La nazione del corpo, i merli a tutela delle pazienti lacrime, il clamore delle offese.
Crescere comanda la convinzione della parola giacente. Gioielli strappati alla vita.
Bocche alle bocche. Un bacio che consola. E non è mai tutto. Siamo angeli di strada.
Pavida stagione tentata, lucore ghiaccio per incendi, mille piedi stretti in una morsa.
La sirena del tramonto continua a raccogliere testamenti fitti di carta e vetro.
Immagini sfuggite alle finestre di una chiesa senza testa, piena di raccoglimento.
Forse non fu confessione ma cuore appassionato per paura di respirare se stesso.
Ospite di passaggio, lo spazzacamino con lo zaino dal quale tira fuori merendine.

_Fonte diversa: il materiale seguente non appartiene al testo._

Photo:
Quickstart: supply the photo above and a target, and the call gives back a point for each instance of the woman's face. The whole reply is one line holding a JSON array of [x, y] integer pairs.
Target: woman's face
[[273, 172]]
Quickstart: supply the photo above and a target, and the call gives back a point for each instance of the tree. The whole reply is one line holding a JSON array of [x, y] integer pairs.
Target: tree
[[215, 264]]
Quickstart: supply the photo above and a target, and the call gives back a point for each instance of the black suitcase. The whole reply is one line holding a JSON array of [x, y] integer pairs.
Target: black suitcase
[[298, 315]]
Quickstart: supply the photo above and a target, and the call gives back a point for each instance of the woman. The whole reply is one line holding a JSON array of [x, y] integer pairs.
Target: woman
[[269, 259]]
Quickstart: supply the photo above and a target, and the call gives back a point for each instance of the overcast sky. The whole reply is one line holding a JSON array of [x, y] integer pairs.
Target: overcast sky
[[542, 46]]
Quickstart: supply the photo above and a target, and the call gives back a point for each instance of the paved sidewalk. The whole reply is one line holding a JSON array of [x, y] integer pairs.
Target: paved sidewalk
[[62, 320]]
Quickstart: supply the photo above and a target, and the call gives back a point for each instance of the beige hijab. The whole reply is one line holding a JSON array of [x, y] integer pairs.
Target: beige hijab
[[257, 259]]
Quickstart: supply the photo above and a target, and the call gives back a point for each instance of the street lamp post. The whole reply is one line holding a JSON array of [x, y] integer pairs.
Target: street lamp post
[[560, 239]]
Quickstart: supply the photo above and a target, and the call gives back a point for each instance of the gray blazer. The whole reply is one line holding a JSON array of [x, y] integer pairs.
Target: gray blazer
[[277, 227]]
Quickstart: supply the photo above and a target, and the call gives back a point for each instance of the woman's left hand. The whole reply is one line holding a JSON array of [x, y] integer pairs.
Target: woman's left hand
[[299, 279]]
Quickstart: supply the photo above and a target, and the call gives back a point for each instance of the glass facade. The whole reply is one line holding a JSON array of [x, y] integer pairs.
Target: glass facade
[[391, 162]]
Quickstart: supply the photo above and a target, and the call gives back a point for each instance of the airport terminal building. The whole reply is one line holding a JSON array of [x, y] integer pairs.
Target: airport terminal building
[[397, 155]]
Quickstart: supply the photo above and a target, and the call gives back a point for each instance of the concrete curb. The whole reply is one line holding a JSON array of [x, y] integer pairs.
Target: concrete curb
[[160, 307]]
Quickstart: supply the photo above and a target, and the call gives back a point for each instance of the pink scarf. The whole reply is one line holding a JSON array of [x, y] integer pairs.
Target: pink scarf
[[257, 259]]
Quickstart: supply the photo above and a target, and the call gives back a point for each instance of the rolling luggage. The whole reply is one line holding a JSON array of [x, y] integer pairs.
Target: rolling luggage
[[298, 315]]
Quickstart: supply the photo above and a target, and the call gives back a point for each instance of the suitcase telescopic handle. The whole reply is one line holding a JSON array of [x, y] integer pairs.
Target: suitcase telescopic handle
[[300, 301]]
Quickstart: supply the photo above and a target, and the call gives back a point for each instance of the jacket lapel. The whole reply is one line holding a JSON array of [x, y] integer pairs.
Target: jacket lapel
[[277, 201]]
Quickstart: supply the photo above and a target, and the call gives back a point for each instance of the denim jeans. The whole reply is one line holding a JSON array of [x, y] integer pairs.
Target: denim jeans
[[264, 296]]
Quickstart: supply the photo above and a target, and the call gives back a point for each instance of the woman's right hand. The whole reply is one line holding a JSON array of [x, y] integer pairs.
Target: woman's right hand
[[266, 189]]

Il peso da restituire, prima che cali il sipario, è ancora quello dell’uguaglianza.
Cali il sipario. Tacciano i consigli di stato. I cittadini hanno gli occhi bassi dei cani.
La palla di cannone attraversa i muri, accarezza ed esplode. Sua Benignità in persona.
A chi tocca lo spazio carcerato? All’innocente reso ombra dalla dilagante perfidia?
Lo spazio non può assorbire limiti. Travalica. Prende il gettito dei controlimiti.
Qualcosa accade, scritto in cielo. Il silenzio subacqueo è un rumore assordante.
La notte suggerisce parole che corrono nella testa vuota, fragili parole di canzone.
“Le strade sono giuste, anche quelle sbagliate, basta non esser certi mai” (GP).
Cosa vuoi diventare da grande? Felice, rispose John Lennon al maestro sconsolato.
Questo ragazzo non farà strada, egli pensò. Alcune risposte andrebbero ascoltate.